Intervention de François de Rugy

Séance en hémicycle du 14 janvier 2016 à 9h30
Automaticité du déclenchement de mesures d'urgence en cas de pics de pollution — Présentation

Photo issue du site de l'Assemblée nationale ou de WikipediaFrançois de Rugy, rapporteur de la commission du développement durable et de l’aménagement du territoire :

Monsieur le président, monsieur le secrétaire d’État chargé des transports, de la mer et de la pêche, chers collègues, il y a tout juste vingt ans, le Parlement français adoptait le projet de loi sur l’air et l’utilisation rationnelle de l’énergie. Ce texte, porté à l’époque par Corinne Lepage, ministre de l’environnement, consacrait, noir sur blanc, le « droit reconnu à chacun à respirer un air qui ne nuise pas à sa santé ».

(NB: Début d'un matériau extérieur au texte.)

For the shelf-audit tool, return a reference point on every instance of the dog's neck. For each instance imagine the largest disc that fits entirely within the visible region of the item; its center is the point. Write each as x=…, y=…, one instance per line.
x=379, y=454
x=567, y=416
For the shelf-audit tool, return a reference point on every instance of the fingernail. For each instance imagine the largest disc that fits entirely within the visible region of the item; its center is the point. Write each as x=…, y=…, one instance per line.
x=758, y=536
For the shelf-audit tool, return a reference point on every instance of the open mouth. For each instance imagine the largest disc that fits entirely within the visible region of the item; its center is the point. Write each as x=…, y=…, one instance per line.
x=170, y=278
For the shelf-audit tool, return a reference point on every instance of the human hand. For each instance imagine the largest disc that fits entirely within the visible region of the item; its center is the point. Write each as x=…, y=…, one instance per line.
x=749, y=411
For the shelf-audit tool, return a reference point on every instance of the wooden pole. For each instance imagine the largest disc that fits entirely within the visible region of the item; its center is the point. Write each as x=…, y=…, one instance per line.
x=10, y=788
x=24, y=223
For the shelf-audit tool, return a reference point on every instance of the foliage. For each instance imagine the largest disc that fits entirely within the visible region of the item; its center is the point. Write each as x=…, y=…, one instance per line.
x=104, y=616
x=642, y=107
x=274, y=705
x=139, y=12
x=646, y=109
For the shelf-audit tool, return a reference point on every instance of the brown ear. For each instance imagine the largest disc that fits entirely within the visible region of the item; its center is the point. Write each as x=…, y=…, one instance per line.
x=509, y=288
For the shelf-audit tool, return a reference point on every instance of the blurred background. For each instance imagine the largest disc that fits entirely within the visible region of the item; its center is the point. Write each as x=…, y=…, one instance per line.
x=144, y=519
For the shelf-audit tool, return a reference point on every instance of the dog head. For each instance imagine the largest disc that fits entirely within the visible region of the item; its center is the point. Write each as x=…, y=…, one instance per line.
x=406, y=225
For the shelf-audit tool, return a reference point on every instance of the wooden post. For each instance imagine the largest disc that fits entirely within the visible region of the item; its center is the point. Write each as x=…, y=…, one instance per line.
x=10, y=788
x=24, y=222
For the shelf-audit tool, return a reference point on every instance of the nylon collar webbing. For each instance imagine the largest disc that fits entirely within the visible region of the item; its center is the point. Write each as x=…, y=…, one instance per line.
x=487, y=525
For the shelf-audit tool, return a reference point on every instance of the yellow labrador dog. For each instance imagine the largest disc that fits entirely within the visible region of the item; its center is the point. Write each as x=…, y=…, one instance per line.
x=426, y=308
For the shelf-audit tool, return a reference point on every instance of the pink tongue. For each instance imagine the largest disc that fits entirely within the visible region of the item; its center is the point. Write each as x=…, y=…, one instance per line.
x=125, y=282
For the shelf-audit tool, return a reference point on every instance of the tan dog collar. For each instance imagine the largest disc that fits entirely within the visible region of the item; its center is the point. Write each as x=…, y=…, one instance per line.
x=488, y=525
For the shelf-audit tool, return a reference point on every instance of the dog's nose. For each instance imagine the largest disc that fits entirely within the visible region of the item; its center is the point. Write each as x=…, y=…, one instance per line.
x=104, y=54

Deux décennies plus tard, il apparaît incontestable que ce texte a permis des avancées importantes telles que l’élaboration obligatoire de plans de déplacements urbains dans toutes les villes ou encore l’émergence d’un réseau solide et performant de mesure de la qualité de l’air sur tout le territoire français, sans doute d’ailleurs un des meilleurs réseaux d’Europe. Pour autant, la pollution de l’air reste pour la France un problème majeur. Si l’on a réussi à réduire quasiment à néant la pollution au dioxyde de soufre – comme quoi, c’est possible – l’on a malheureusement laissé prospérer les émissions de dioxyde d’azote et la formation d’ozone, et la pollution aux particules fines s’est aggravée du fait d’une hyper-diésélisation du parc automobile français.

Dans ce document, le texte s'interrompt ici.